De: Frits Bolkestein (auteur de la directive sur la libéralisation des services du même nom) ; France Inter, 6 avril 2005, In : http://www.monde-diplomatique.fr/2005/05/LORDON/12175
On se demande bien
quel mot de l’expression en question n’avait pas été compris par M.
Bolkenstein… D’ailleurs, on s’en fout, ce mot va bientôt faire partie
du vocabulaire historique et aller rejoindre la hallebarde, la jachère
et le four banal dans le dictionnaire des vieilloteries… Social. Et
Etat social ? Service public ? Eh bien de même : pour faire « chic » ou
peut-être pour se faire peur, on donne périodiquement dans toute
l’Europe de l’Ouest le pouvoir à des politiciens qui détestent l’Etat.
« Avant », un politicien pouvait être de droite et respecter l’Etat, ce
qui est la moindre des choses question reconnaissance du ventre.
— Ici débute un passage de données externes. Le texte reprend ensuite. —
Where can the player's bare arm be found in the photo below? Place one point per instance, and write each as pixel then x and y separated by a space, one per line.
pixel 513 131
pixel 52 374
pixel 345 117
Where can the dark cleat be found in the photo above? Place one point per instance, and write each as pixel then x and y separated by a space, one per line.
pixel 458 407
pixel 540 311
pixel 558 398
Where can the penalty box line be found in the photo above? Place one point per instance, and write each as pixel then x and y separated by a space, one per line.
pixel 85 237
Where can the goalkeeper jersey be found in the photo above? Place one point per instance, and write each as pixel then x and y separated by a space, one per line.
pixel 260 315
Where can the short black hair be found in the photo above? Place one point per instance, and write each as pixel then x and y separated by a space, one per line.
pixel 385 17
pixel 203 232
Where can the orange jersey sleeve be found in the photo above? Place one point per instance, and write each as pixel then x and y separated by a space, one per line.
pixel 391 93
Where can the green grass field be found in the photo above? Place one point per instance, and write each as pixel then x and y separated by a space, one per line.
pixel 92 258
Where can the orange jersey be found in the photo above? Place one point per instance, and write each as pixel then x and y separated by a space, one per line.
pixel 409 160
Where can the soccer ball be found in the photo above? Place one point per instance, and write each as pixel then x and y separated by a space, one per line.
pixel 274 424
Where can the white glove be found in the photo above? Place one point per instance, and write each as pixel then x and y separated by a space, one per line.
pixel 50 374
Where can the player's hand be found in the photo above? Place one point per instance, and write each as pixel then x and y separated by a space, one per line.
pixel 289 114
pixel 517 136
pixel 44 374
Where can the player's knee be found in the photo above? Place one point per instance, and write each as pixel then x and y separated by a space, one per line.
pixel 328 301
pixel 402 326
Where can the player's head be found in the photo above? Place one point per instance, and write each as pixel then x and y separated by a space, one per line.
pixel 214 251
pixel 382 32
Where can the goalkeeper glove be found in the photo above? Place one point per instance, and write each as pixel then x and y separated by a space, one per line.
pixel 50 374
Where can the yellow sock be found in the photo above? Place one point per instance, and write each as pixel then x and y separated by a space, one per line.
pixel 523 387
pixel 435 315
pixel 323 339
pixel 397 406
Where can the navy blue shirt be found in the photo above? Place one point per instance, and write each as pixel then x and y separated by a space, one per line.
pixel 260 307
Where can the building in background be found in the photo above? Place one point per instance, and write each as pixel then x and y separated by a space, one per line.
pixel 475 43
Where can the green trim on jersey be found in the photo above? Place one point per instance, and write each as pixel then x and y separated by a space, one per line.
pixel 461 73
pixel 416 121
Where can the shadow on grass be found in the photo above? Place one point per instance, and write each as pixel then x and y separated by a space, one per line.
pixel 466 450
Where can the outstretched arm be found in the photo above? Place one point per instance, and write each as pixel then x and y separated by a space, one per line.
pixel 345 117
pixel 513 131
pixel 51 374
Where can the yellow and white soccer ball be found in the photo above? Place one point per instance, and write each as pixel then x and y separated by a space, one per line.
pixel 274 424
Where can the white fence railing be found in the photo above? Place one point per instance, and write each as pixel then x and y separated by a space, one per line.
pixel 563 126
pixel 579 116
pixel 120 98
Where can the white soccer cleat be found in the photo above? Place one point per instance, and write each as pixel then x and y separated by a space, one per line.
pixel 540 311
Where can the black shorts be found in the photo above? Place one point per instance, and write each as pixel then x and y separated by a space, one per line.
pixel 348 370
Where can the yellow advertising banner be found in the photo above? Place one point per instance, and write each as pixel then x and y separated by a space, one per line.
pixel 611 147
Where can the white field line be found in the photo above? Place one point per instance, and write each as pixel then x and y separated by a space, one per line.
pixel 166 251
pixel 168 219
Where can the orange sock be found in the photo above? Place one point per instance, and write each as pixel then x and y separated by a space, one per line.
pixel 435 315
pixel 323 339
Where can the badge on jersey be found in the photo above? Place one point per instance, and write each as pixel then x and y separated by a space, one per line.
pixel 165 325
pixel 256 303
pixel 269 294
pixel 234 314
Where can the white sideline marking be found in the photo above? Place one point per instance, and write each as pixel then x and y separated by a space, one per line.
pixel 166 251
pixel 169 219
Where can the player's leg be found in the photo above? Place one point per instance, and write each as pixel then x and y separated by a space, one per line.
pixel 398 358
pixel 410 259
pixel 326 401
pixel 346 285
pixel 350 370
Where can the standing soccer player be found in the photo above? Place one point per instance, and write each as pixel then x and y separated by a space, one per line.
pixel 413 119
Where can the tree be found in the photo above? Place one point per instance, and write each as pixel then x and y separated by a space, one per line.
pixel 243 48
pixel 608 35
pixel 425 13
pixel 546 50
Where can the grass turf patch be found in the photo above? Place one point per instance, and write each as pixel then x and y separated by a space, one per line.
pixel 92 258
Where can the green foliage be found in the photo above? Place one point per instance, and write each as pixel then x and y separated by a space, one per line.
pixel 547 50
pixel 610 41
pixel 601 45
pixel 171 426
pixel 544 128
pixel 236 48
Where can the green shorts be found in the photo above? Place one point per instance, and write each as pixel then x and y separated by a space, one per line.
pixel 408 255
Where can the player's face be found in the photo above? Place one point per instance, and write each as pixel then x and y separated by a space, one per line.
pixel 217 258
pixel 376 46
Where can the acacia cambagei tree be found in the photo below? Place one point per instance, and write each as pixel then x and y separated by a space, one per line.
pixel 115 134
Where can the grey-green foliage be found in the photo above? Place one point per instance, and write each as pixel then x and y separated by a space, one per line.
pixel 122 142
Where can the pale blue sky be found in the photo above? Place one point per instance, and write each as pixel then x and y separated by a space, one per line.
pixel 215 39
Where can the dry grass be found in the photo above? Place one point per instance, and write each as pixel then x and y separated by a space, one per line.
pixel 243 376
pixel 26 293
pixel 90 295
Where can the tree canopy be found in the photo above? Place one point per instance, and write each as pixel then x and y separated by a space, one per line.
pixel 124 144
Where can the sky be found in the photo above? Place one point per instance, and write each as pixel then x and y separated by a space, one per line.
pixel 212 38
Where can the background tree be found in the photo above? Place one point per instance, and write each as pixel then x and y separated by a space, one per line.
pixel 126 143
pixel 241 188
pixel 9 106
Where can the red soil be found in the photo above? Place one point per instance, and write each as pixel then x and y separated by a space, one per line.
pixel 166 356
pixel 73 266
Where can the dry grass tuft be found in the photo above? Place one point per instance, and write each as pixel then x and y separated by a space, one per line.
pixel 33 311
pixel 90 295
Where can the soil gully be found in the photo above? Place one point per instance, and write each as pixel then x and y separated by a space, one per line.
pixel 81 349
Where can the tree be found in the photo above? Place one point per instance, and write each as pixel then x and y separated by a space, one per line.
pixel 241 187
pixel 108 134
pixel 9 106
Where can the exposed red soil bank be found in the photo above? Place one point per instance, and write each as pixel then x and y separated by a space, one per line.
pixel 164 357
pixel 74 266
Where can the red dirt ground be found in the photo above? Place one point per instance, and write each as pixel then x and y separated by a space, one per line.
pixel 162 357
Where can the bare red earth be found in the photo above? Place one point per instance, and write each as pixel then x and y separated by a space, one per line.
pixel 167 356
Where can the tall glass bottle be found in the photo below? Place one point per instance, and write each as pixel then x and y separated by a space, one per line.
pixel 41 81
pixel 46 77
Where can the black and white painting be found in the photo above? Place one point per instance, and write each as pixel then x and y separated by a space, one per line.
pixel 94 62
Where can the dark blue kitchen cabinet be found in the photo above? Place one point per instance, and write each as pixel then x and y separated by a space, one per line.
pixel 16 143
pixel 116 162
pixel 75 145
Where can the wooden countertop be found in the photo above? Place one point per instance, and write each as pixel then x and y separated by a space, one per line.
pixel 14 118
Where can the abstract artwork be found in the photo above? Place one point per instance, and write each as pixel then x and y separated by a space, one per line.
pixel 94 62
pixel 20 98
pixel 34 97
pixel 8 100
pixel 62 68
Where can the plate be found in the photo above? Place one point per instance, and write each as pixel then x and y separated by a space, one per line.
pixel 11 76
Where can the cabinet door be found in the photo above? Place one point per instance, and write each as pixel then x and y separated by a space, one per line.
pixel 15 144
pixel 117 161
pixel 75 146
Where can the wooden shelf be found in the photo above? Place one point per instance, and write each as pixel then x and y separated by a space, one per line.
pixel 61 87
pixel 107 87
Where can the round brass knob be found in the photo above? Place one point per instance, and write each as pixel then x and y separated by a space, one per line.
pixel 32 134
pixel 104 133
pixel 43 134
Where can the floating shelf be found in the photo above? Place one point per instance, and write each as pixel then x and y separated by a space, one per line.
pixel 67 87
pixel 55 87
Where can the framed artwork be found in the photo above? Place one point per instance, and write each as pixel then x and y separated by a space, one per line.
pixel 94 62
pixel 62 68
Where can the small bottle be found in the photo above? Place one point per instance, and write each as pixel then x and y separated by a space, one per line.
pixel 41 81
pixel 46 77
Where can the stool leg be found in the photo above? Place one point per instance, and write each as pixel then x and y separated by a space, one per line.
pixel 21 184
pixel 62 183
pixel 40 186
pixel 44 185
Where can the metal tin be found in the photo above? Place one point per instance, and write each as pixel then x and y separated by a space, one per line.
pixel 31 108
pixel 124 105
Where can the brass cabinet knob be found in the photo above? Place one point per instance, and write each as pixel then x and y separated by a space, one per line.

Maintenant, le dernier cri en matière de pensée de droite, c’est de
tout vouloir casser avec le far-west comme modèle : plus d’Etat qui
réglemente, mais un flingue pour chaque citoyen pour se faire
respecter ! Un anarchisme de droite façon Mad Max quoi (le beau cul à
Mel Gibson en moins)…
C’est dans cette
logique que le conseiller fédéral christoph blocher a traité son
département d’ « atelier protégé »… Et lui, à part garde-chiourme de
l’atelier, il a rien trouvé de plus enrichissant à faire ? En fait, la
psychologie anti-fonctionnaire est assez primaire et joue sur le
sentiment que tout le monde aimerait être bien payé à ne pas faire
grand’chose… malheureusement, personne ne l’est (enfin, le chef de
notre chef peut-être…). Mais les fantasmes des paresseux se collent sur
le fonctionnaire, ce planqué… En stratèges habiles, les politiciens
jouent sur ce réflexe quant il s’agit de casser les services publics.
Un cas d’école du
genre : il y a quelques temps, Charlie Hebdo (no 645 du 17/10) avait
rapporté les propos que le ministre français renaud dutreil avait tenus
le 20 octobre 2004 au cours d’un "petit déjeuner" organisé par
l’ultralibérale "Fondation Concorde"… de quoi être dégoûté de
travailler pour un type pareil ! Admirez la subtilité du raisonnement
et l’élégance des propos !
Tout d’abord, on pose le problème comme on le voit du haut de son fauteuil de ministre :
"Le grand problème de
l’État, c’est la rigidité de sa main-d’oeuvre. Pour faire passer un
fonctionnaire du premier au deuxième étage de la place Beauvau, il faut
un an. Non pas à cause de l’escalier [rires dans la salle], mais des
corps. Il y a 1400 corps. 900 corps vivants, 500 corps morts [rires],
comme par exemple l’administration des télécoms. Je vais les remplacer
par cinq filières professionnelle qui permettront la mobilité des
ressources humaines : éducation, administration générale, économie et
finances, sécurité, sanitaire et sociale. Si on ne fait pas ça, la
réforme de l’État est impossible. Parce que les corps abritent des
emplois inutiles."
Maintenant
qu’on a bien fait rire la salle, on peut balancer du concret… Et c’est
pas dans les « corps morts » qu’on taille, mais bien dans le vivant :
dans l’éducation… :
"C’est sur l’Éducation
nationale que doit peser l’effort principal de réduction des effectifs
de la fonction publique. Sur le 1,2 million de fonctionnaires de
l’Éducation nationale, 800 000 sont des enseignants. Licencier dans les
back office de l’Éducation nationale, c’est facile, on sait comment
faire, avec Éric Woerth [secrétaire d’État à la Réforme de l’État] : on
prend un cabinet de conseil et on change les process de travail, on
supprime quelques missions. Mais pour les enseignants, c’est plus
délicat. Il faudra faire un grand audit."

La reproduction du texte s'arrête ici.